THE downturn is putting huge pressure on household budgets, with a new survey showing that more than 1.6 million people have €50 or less to live on every month after paying essential bills.
And the majority of people believe their financial situation will worsen this year, blaming the latest Budget for putting a new squeeze on incomes.
Property tax and the budgetary change to pay related social insurance ( PRSI) have been named as pressure points on family spending, a new survey commissioned by the Irish League of Credit Unions indicates.
Two-fifths of adults have had to sacrifice spending on other household items such as food and entertainment to pay energy bills.
Working adults have emerged as among those most financially put-upon, according to the survey that was conducted by iReach among 1,000 adults in December.
There has been a big rise in the number of workers who say they have €50 or less to live on after paying essential bills.
Close to 700,000 people with jobs had just €50 or less a month to survive on in December after covering their main bills. This is up 69,000 from October last year. When homemakers and the unemployed are included, the number risees to 1.6 million. Last month's savage Budget had a negative impact on nine out of 10 people.
One of the rare pieces of good news is that there has been a slight fall in the number of households struggling to pay bills on time.
But 46pc of households still find bill paying a huge issue, down from 50pc last October.
The survey also found that seven out of 10 adults are unable to save.
This is far higher than the findings of a Nationwide (UK) Ireland survey that found half were unable to save.

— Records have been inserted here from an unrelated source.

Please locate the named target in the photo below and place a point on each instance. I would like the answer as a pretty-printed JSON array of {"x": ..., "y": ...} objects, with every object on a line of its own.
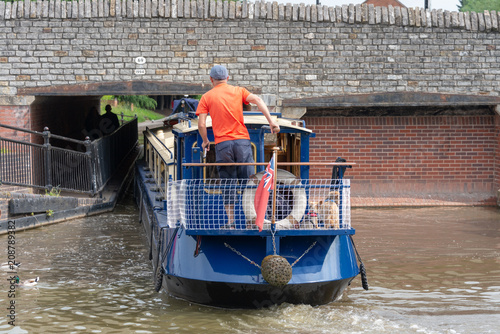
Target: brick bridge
[{"x": 411, "y": 95}]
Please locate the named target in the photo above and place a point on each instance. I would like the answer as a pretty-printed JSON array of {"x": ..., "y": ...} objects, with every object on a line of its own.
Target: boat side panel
[
  {"x": 236, "y": 259},
  {"x": 237, "y": 295}
]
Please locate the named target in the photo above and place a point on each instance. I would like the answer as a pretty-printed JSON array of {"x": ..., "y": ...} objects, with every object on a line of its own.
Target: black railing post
[
  {"x": 91, "y": 166},
  {"x": 47, "y": 157}
]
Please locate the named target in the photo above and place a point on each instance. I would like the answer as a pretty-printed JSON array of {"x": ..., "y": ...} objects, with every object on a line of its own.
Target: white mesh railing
[{"x": 212, "y": 204}]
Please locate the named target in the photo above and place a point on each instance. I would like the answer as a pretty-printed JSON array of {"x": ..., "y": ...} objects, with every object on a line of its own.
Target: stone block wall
[
  {"x": 291, "y": 51},
  {"x": 283, "y": 51}
]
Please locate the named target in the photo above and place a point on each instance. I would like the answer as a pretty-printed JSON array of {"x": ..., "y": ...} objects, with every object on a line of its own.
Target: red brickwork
[{"x": 413, "y": 154}]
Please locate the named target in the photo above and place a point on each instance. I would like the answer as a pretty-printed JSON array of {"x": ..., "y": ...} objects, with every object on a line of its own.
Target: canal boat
[{"x": 302, "y": 253}]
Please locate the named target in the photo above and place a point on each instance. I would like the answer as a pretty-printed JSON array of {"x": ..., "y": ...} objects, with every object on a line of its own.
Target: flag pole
[{"x": 273, "y": 219}]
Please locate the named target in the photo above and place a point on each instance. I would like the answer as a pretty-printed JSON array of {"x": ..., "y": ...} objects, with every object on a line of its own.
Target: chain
[
  {"x": 307, "y": 251},
  {"x": 243, "y": 256}
]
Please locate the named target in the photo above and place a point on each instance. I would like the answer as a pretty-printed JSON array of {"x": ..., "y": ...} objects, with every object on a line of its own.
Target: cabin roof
[{"x": 184, "y": 126}]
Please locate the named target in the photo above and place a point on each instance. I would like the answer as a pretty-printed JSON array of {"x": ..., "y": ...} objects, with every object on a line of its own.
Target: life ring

Yesterday the Irish League of Credit Unions said the average amount being saved every month was down €20 to €180.
Car-related costs have gone up for householders, with petrol and diesel at record highs and insurance increasing for young women.

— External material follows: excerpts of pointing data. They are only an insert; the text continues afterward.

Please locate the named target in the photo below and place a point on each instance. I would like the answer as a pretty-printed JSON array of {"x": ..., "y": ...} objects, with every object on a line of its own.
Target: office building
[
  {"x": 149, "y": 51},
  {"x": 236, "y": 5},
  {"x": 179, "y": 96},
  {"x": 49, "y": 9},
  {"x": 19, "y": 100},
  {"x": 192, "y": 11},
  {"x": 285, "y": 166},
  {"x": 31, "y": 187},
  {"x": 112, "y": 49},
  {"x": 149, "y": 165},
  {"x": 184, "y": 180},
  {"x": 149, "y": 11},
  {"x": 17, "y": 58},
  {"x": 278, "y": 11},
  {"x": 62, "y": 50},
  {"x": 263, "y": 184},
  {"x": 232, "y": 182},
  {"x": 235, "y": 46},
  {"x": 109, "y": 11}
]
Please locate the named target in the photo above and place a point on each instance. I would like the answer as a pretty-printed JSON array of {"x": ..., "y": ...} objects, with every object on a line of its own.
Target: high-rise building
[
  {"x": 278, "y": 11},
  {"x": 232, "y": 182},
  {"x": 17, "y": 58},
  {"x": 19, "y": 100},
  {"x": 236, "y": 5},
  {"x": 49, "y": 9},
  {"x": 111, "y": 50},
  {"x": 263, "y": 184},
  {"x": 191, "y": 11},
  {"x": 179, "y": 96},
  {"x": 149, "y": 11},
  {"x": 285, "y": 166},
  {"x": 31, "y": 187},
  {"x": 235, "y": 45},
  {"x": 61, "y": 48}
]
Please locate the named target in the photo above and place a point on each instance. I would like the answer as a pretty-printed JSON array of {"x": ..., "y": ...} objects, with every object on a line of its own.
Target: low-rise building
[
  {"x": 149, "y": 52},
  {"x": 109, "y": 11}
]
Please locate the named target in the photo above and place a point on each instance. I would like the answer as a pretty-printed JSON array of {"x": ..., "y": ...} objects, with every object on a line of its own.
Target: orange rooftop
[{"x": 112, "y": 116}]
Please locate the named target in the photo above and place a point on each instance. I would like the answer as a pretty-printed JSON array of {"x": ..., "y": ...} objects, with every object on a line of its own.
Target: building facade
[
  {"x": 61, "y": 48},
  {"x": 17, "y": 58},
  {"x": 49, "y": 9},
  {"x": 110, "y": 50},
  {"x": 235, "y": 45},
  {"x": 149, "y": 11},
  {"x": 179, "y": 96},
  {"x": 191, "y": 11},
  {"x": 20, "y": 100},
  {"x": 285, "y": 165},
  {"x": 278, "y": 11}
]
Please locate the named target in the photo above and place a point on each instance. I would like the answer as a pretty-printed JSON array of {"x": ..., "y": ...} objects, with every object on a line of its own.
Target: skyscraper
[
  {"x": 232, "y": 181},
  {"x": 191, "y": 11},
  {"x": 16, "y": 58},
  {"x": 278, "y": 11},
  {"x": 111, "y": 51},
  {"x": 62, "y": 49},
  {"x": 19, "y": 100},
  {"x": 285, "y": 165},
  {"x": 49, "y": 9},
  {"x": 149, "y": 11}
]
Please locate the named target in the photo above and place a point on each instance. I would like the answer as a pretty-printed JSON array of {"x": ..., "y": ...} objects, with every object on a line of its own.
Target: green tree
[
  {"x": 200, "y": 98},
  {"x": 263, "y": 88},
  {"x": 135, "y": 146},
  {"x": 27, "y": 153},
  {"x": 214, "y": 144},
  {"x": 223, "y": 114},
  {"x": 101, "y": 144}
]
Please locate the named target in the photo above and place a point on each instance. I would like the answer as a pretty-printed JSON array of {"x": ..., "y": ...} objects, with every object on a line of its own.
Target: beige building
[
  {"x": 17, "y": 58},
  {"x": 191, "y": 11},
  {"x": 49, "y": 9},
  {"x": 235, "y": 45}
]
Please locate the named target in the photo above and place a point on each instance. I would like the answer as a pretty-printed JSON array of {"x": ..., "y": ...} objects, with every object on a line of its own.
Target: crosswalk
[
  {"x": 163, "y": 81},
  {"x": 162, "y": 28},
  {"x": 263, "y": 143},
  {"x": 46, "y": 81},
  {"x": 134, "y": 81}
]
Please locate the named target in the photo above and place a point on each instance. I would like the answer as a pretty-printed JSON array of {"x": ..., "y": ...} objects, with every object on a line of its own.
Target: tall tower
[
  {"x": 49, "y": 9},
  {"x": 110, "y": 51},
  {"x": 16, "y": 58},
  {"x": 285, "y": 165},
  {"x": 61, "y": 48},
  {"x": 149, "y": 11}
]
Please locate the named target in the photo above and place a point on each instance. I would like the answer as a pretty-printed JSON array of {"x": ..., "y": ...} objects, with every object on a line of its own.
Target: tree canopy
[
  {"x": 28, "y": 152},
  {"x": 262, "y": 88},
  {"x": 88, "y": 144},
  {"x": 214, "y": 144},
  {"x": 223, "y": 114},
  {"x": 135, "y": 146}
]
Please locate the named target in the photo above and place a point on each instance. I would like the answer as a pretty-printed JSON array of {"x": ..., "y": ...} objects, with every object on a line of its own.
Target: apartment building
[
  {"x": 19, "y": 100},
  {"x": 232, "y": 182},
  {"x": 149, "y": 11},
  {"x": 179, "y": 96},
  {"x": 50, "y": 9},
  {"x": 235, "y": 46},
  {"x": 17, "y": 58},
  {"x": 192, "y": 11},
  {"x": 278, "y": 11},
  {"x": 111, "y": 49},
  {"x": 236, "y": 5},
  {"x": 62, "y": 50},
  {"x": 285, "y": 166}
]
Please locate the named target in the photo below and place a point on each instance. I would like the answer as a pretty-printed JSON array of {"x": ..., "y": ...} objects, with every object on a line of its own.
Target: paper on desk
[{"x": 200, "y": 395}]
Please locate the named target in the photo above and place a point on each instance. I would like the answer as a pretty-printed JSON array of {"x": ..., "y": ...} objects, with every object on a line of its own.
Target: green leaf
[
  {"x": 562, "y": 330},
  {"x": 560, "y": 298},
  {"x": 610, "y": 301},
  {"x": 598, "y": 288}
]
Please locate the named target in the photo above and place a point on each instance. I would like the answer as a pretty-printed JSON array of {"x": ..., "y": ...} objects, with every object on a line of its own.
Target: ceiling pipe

Two-fifths believe that the property tax will have the most significant impact on them.
Other areas that are also likely to have a marked impact this year include changes in the PRSI threshold, increased car registration costs and the cut to child benefit.

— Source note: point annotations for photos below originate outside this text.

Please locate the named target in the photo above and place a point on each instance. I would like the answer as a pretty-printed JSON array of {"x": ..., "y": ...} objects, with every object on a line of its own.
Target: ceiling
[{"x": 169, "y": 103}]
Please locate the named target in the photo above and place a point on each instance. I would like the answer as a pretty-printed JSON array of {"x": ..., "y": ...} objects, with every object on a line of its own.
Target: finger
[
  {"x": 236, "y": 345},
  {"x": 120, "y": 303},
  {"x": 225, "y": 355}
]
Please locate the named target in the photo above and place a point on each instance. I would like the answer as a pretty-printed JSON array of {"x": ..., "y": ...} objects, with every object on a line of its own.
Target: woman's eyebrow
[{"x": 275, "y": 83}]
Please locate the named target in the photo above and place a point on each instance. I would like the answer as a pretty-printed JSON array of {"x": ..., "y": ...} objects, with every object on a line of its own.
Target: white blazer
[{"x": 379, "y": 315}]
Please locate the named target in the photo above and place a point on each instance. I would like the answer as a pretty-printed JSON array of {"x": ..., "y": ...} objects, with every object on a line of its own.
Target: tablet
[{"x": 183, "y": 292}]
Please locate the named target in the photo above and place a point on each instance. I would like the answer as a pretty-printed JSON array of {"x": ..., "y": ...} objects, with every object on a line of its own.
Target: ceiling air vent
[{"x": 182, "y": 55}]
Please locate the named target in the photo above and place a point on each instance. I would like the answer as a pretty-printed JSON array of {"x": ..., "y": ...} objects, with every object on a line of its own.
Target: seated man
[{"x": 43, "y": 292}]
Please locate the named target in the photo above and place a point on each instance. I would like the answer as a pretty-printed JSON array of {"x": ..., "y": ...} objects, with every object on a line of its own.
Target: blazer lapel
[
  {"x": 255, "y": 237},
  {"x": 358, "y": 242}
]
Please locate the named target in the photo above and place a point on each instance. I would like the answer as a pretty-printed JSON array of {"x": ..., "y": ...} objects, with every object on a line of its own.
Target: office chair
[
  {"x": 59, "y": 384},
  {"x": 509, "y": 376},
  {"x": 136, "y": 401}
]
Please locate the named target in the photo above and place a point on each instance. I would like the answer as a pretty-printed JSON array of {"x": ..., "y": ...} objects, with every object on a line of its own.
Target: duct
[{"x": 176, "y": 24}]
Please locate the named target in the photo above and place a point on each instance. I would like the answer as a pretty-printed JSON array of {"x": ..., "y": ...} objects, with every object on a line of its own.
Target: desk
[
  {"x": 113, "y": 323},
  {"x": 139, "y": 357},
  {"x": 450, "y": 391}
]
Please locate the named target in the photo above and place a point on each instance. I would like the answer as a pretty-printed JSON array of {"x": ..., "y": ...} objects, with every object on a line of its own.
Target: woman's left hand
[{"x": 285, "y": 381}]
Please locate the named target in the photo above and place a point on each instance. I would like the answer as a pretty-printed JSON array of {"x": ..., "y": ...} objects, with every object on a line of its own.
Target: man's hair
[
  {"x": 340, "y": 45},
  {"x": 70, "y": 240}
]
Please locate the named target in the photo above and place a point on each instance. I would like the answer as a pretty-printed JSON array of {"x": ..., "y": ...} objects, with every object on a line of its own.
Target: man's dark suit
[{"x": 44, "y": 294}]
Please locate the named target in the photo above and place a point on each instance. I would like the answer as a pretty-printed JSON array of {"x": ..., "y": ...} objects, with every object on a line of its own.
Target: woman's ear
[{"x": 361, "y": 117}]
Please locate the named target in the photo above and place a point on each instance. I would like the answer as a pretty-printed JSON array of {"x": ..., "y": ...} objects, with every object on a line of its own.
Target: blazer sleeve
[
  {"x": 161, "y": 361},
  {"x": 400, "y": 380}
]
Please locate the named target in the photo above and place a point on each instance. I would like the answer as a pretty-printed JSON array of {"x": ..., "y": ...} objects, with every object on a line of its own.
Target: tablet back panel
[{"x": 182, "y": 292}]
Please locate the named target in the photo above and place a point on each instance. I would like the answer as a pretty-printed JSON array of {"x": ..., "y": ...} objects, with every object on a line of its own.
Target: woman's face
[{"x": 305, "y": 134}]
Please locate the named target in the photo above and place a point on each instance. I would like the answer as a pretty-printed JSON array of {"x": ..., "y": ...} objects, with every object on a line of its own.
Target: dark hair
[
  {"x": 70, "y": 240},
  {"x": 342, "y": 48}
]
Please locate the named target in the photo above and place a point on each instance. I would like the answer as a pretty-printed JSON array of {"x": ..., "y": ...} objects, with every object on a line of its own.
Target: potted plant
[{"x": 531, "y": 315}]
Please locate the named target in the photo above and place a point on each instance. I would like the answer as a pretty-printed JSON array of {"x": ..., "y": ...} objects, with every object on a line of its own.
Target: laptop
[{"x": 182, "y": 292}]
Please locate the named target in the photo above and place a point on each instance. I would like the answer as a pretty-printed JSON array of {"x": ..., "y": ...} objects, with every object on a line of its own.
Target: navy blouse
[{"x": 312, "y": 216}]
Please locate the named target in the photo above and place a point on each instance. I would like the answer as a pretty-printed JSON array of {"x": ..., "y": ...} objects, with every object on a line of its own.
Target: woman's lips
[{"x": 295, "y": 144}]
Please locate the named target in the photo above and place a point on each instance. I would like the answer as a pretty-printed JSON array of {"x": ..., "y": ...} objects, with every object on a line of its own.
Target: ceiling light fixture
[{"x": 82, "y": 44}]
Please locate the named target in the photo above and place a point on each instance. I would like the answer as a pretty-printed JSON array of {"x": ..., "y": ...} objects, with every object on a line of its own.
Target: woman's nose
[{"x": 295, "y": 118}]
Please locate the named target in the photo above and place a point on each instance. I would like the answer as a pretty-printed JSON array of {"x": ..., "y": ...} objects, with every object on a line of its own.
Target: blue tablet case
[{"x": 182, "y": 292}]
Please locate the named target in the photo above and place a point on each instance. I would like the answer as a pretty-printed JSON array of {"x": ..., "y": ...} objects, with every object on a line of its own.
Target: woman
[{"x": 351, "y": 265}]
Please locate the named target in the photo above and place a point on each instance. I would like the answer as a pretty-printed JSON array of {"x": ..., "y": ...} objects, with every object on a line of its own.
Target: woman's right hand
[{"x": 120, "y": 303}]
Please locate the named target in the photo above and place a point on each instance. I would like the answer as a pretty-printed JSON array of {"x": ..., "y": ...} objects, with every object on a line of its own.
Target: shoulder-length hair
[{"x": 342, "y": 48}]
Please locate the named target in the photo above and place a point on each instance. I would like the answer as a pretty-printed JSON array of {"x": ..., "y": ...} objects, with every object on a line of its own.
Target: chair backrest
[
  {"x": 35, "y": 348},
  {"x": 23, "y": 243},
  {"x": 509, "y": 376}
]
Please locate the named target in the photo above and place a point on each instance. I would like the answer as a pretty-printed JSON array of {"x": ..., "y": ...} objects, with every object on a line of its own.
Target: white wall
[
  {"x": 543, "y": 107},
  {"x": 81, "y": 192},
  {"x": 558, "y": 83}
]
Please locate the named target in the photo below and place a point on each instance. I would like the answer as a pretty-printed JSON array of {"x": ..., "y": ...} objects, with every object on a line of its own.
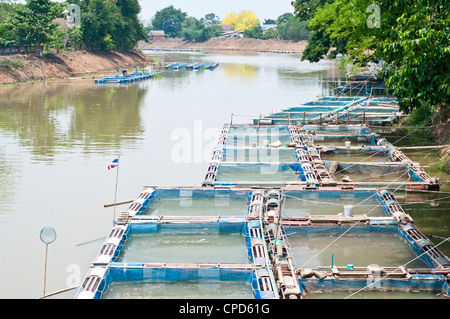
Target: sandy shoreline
[{"x": 23, "y": 68}]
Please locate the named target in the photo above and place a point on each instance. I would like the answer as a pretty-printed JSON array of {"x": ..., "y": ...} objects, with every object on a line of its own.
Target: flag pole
[{"x": 115, "y": 193}]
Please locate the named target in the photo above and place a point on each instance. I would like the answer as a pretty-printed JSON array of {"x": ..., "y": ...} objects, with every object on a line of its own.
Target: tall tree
[
  {"x": 169, "y": 19},
  {"x": 410, "y": 37},
  {"x": 33, "y": 23},
  {"x": 245, "y": 20},
  {"x": 131, "y": 30}
]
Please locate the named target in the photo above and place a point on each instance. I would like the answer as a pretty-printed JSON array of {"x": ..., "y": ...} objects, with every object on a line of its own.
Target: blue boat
[{"x": 132, "y": 77}]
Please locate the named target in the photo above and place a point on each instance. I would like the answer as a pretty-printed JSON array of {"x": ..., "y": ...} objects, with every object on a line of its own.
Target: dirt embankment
[
  {"x": 235, "y": 44},
  {"x": 22, "y": 68}
]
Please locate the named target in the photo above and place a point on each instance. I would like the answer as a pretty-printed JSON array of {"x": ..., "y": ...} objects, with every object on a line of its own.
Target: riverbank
[
  {"x": 26, "y": 68},
  {"x": 230, "y": 44}
]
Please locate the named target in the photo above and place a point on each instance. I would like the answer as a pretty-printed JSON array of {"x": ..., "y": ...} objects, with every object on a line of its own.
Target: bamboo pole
[
  {"x": 115, "y": 193},
  {"x": 45, "y": 269}
]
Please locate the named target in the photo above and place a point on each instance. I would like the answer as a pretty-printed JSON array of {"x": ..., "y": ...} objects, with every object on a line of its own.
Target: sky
[{"x": 264, "y": 9}]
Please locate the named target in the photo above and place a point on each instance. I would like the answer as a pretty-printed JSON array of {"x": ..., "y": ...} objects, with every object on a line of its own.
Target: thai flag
[{"x": 114, "y": 164}]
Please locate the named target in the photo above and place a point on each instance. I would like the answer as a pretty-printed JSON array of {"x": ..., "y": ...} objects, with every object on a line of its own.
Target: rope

Large numbers report that at some point in 2012 they had to sacrifice spending on other household items to pay their energy bills.
Chief executive of the Irish League of Credit Unions Kieron Brennan said: "Disposable income overall continues to decrease with 72pc stating that they have less disposable income in December than they did in December 2011."
He said many are simply continuing to struggle to survive on a daily basis.
Many individuals and families are sacrificing spending on other household items including food so that they can keep on top of their bills, he added.